Ashes third Test: Rebuilt Mitchell Marsh adds steel to batting spine
More than his shoulder was reconstructed during Mitchell Marsh’s long injury layoff.
More than his shoulder was reconstructed during Mitchell Marsh’s long injury lay-off.
While he was up on the hoist, his support team tinkered with his technique and had a fiddle upstairs for good measure.
We can rebuild him they said. And so they did. Behold how Australia’s very own Steve Austin ground England into the WACA Ground dust.
Batting coach Scott Meuleman helped Marsh eradicate his penchant for plonking and anchoring his front foot to short balls as well as full ones.
He encouraged Marsh to play more conventionally by using the crease to get more from his cuts and pulls.
The holistic approach to rebuilding Marsh included Western Australia coach Justin Langer teaching him how to switch on and off during innings. And the whole process was finished off by Langer so believing in Marsh that he gave him the WA captaincy.
The sum of all those parts is a maiden Test hundred that grew to 181. In adding 301, Marsh and Steve Smith first batted England out of the match, before setting their minds to batting them out of the series.
“To have to wait this long, it is very sweet,” Marsh said of his first hundred in his 36th Test innings. “It is reward for all the hard work that has gone into the last eight months.”
Marsh called Scott Meuleman, a former WA opening batsman who is the grandson of Test player Ken, on Saturday night to thank him.
“Scott (Meuleman) has been amazing for my game of cricket,” he said. “He has pretty much changed the way I play and the way I defend and think about the game.”
Marsh’s epic hand has done more than lift his average from 21 to almost 27.
It’s ended the interminable debate about his slot in the order. Who’s at No 6? The Six Million Dollar Man, that’s who.
Peter Handscomb and Glenn Maxwell will have to be content playing T20 cricket for the foreseeable future, at least until the Sheffield Shield resumes in February. Their only chance of playing Tests any time soon is if there’s an injury.

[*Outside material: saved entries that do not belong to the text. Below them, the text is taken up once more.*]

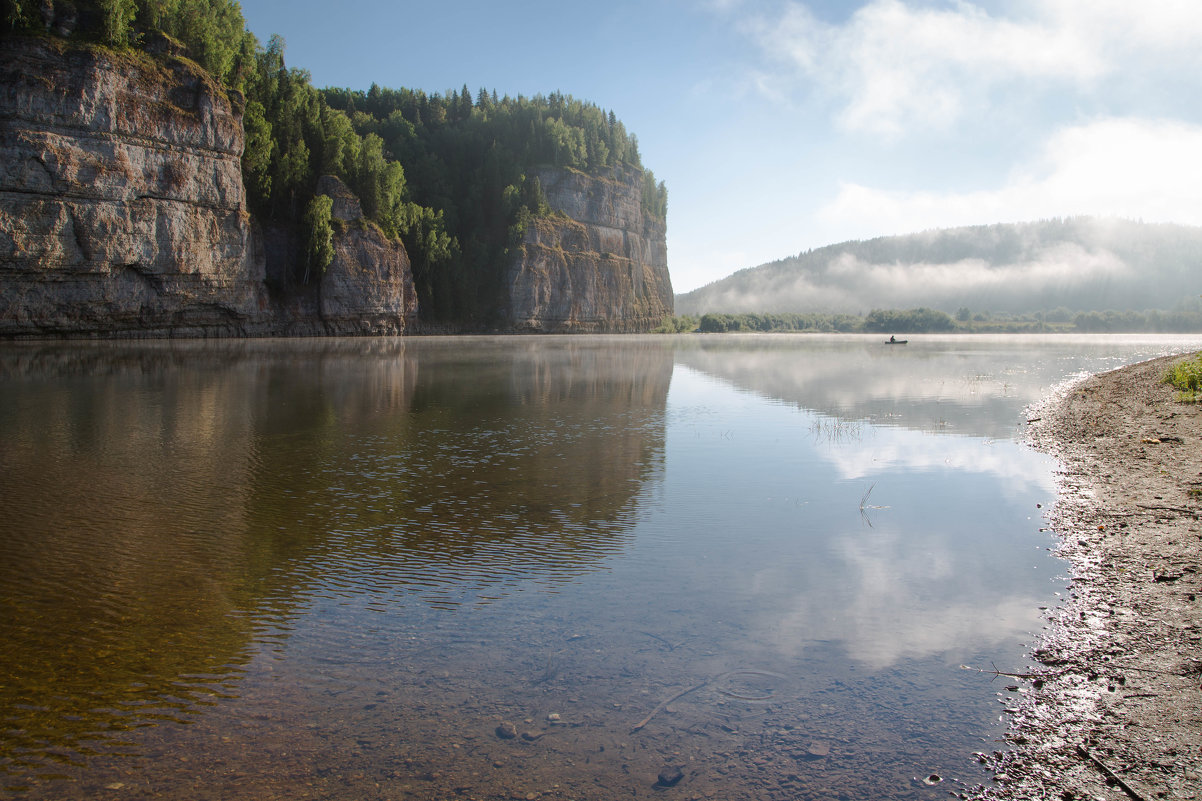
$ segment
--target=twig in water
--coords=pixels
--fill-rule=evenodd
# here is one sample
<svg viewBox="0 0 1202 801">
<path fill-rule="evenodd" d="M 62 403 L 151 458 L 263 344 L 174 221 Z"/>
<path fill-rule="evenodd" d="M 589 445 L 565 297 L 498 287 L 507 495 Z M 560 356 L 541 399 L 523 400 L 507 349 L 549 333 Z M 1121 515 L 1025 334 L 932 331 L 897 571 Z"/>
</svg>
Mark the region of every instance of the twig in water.
<svg viewBox="0 0 1202 801">
<path fill-rule="evenodd" d="M 997 665 L 993 666 L 993 670 L 983 670 L 981 668 L 969 667 L 968 665 L 961 665 L 960 669 L 961 670 L 972 670 L 976 673 L 988 673 L 991 676 L 993 676 L 994 678 L 997 678 L 998 676 L 1009 676 L 1012 679 L 1030 680 L 1030 679 L 1045 679 L 1048 677 L 1048 674 L 1046 674 L 1046 673 L 1007 673 L 1004 670 L 998 670 Z"/>
<path fill-rule="evenodd" d="M 863 514 L 864 510 L 868 507 L 868 496 L 872 494 L 874 489 L 876 489 L 875 483 L 860 497 L 860 514 Z"/>
<path fill-rule="evenodd" d="M 863 521 L 864 521 L 865 523 L 867 523 L 867 524 L 868 524 L 868 527 L 869 527 L 869 528 L 872 528 L 872 518 L 870 518 L 870 517 L 868 516 L 868 510 L 869 510 L 869 509 L 888 509 L 888 508 L 889 508 L 888 506 L 869 506 L 869 505 L 868 505 L 868 498 L 869 498 L 869 496 L 870 496 L 870 495 L 872 495 L 872 491 L 873 491 L 874 489 L 876 489 L 876 484 L 875 484 L 875 483 L 874 483 L 874 484 L 873 484 L 871 487 L 869 487 L 869 488 L 868 488 L 868 491 L 867 491 L 867 492 L 865 492 L 865 493 L 864 493 L 864 494 L 863 494 L 863 495 L 860 497 L 860 517 L 863 519 Z"/>
<path fill-rule="evenodd" d="M 646 726 L 648 723 L 650 723 L 650 722 L 651 722 L 651 719 L 652 719 L 653 717 L 655 717 L 656 715 L 658 715 L 660 712 L 663 712 L 663 711 L 664 711 L 664 709 L 665 709 L 665 708 L 667 708 L 668 704 L 672 703 L 673 701 L 675 701 L 675 700 L 676 700 L 676 699 L 678 699 L 678 698 L 684 698 L 686 695 L 688 695 L 689 693 L 691 693 L 691 692 L 693 692 L 693 691 L 695 691 L 695 690 L 700 690 L 702 687 L 704 687 L 704 686 L 705 686 L 705 685 L 707 685 L 707 684 L 709 684 L 709 680 L 708 680 L 708 679 L 707 679 L 707 680 L 705 680 L 705 681 L 703 681 L 703 682 L 701 682 L 700 684 L 694 684 L 692 687 L 688 688 L 687 690 L 681 690 L 680 692 L 676 693 L 676 695 L 672 696 L 672 697 L 671 697 L 671 698 L 669 698 L 667 701 L 664 701 L 664 702 L 662 702 L 662 703 L 661 703 L 659 706 L 657 706 L 655 709 L 652 709 L 652 710 L 651 710 L 651 714 L 650 714 L 650 715 L 648 715 L 647 717 L 643 718 L 643 719 L 642 719 L 642 720 L 640 720 L 638 723 L 634 724 L 634 728 L 632 728 L 632 729 L 630 730 L 630 733 L 631 733 L 631 734 L 634 734 L 636 731 L 638 731 L 639 729 L 643 728 L 643 727 L 644 727 L 644 726 Z"/>
<path fill-rule="evenodd" d="M 673 642 L 670 642 L 670 641 L 669 641 L 667 638 L 665 638 L 665 637 L 661 637 L 661 636 L 659 636 L 658 634 L 653 634 L 653 633 L 652 633 L 652 632 L 650 632 L 650 631 L 640 631 L 639 633 L 640 633 L 640 634 L 646 634 L 648 637 L 650 637 L 650 638 L 651 638 L 651 639 L 653 639 L 653 640 L 659 640 L 659 641 L 660 641 L 660 642 L 662 642 L 662 643 L 663 643 L 665 646 L 667 646 L 667 648 L 668 648 L 668 650 L 669 650 L 669 651 L 675 651 L 677 648 L 679 648 L 680 646 L 684 645 L 684 641 L 683 641 L 683 640 L 682 640 L 681 642 L 678 642 L 678 643 L 673 643 Z"/>
</svg>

Australia’s top six is now set in stone so Marsh’s renaissance also brings something so precious in cricket — continuity.
Flesh can at last be given to the bare bones of the selectors’ “pick and stick” pronouncements. It’s easy to stand by your man when he’s got an 181 next to his name.
They’re a very happy crowd at present those selectors. First with Tim Paine, then Shaun Marsh and now Mitchell Marsh — they’re nailing their picks this summer.
But in the latter Marsh they have a bonus in that he gives them what they so desperately crave — a fifth bowler.
So Marsh’s mighty innings has the selectors smiling in concert with the adoring WACA faithful.
No more exultant band of cricket lovers have left a ground than they who skipped out of the WACA on Saturday before doing a little jig in Queens Gardens.
They do a good line in parochialism, the Sandgropers, so both Marshes locking away spots in the Test XI is a source of unbridled joy in the west.
That joy has its genesis in Mitchell’s mournful state after rupturing his bowling shoulder in India nine months ago.
“I got back from India, I was in a pretty bad place with my cricket but (Meuleman) got a hold of me and changed my game,” Marsh said.
“I finally worked out after eight years I can’t just plonk onto the front foot.”
Steve Smith said Marsh had done more than jettison his forward press.
“He’s softened his hands a little bit,” the Australia captain said after play Saturday.
“He actually nicked one and it went down and it didn’t carry here at Perth on a wicket that’s been pretty quick.
“So I think that’s something that he’s improved a lot.
“He was defending the good balls, and everything that’s loose he was putting it away.”
Having Smith at the other end on Saturday was the final ingredient in Marsh’s rebirth.
“That’s just batting,” Smith told Marsh in their midwicket conferences. “That’s how you do it.”
That from a counsellor of some credibility.